July 3, 1917 (12th Parliament, 7th Session)


William Pugsley



I will confine my remarks to the point of order, but I thought it would not be out of place to state the reason which induced me to insist upon the point of order being ruled upon by Your Honour. The undoubted result of the House being counted out on Friday is that the second reading of the Bill is a dropped order. I call Your Honour's attention to Bourinot's Parliamentary Procedure, page 323:
A "count out" will always supersede any question that is 'before the House; and if an order of the day for Supply, or for the reading or committal of a Bill, be under consideration at the time, and there is no quorum present, the House must be asked at a subsequent sitting to revive the question that may have lapsed in this way.
There are a number of authorities cited in the notes:
131 English Com. J. 391, 329 ; Forfeiture Relief Bill, ordered to be considered on a future day. 235 English Hansard, (3), 203 ; 131 English Com. J. 282-3, Committee of Supply. 137 Xb. 18, 297, 306, 483.

I would also call Your Honour's attention to May's Parliamentary Practice, page 263. I need not direct Your Honour's attention to the fact that wherever the Canadian rules do not specially provide, the English procedure, prior to Confederation, is made to apply. On page 263, May says:
When an order of the day has been read, the proceedings thereon may be cut short by the adjournment of the House whilst those proceedings are in course of transaction. Ail order of the day, in such a case, or if, when the order is read, no day is appointed for its future consideration, drops off the notice paper, as the House has made no order thereon ; and in committee the same result may be produced, either by a failure of a quorum of the House, or by resolution direct the Chairman to leave the Chair.
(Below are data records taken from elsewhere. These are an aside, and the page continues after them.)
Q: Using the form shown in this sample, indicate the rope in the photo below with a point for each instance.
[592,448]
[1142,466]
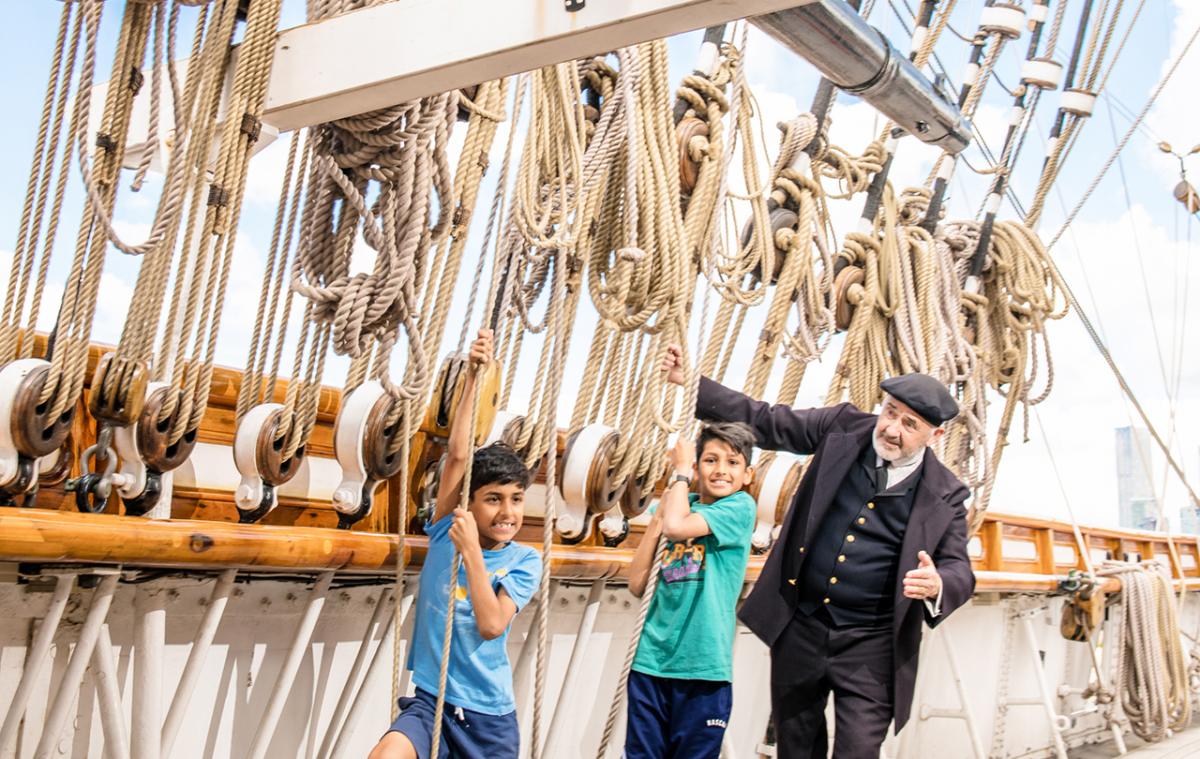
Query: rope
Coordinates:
[1152,676]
To replace a dropped order of the day upon the notice paper, a motion is made before the commencement, or -after the close, of public business, to appoint the order for a subsequent day.
It was quite open for a member of tbe Government on Friday evening to place upon the Order Paper a notice of motion fixing to-day for the revival of the discussion of this Bill. In that case, it would have appeared properly upon the Order Paper to-day, and hon. members intending to take part in the debate, seeing the notice on the Order Paper, would naturally be present to discharge their duty. As a matter of fact, I believe the hon. member who was speaking at the time the House was counted out, is not present because it was assumed that the discussion would not be resumed to-day by reason of the Bill having been dropped. May says:
To replace a dropped order of the day upon the notice paper, a motion is made before the commencement, or after the close, of public . business, to appoint the order for a subsequent day; and these motions are made without notice.
A member of the Government might on Friday night have placed upon the Order Paper a motion for consideration to-day. May goes on:
If on such order of the day procedure had been commenced and interrupted, the proceeding thus revived is set down for resumption at the position indicated by the last decision of the House entered upon the Votes and Proceedings. If, however, it is essential that proceedings on an order of the day, cut short by an unexpected adjournment, should be resumed at the next sitting, to obtain that object a notice of motion is placed for that purpose, in the name of a minister of the Crown, upon the notice paper for the next sitting, at the commencement of public business, and the dropped order is placed, printed in italics, at the head of the list of the orders of the day.
Then there is another authority which is referred to in Bourinot as authority for the statement that such a motion may be made

without notice, but a reference to the authority will show that it is simply a confirmation of the practice as laid down in May's Parliamentary Practice. The authority referred to is Blackmore's Speakers' Decisions, page 69:
"Count out. Effect of." If the House is counted out in any stage of a Bill the Bill becomes a dropped order. Blind and Deaf-Mute Children (Education) Bill. Observations. Vol. 249, pages 987-8. August 14, 1879.
Then further under the heading of "dropped order, revival of consideration," Blackmore says:
In the event of a Bill becoming a dropped order it is competent on a subsequent day, without notice, to move to fix a day for its being again considered.
So that my right hon. friend would be quite in order in moving to-day without notice to fix a subsequent day, sucii as tomorrow or the day after, as he might desire, for the Bill being again considered. Under these authorities, I believe, this motion cannot pass except by unanimous consent of the House; and I deem it my duty to raise the objection I do.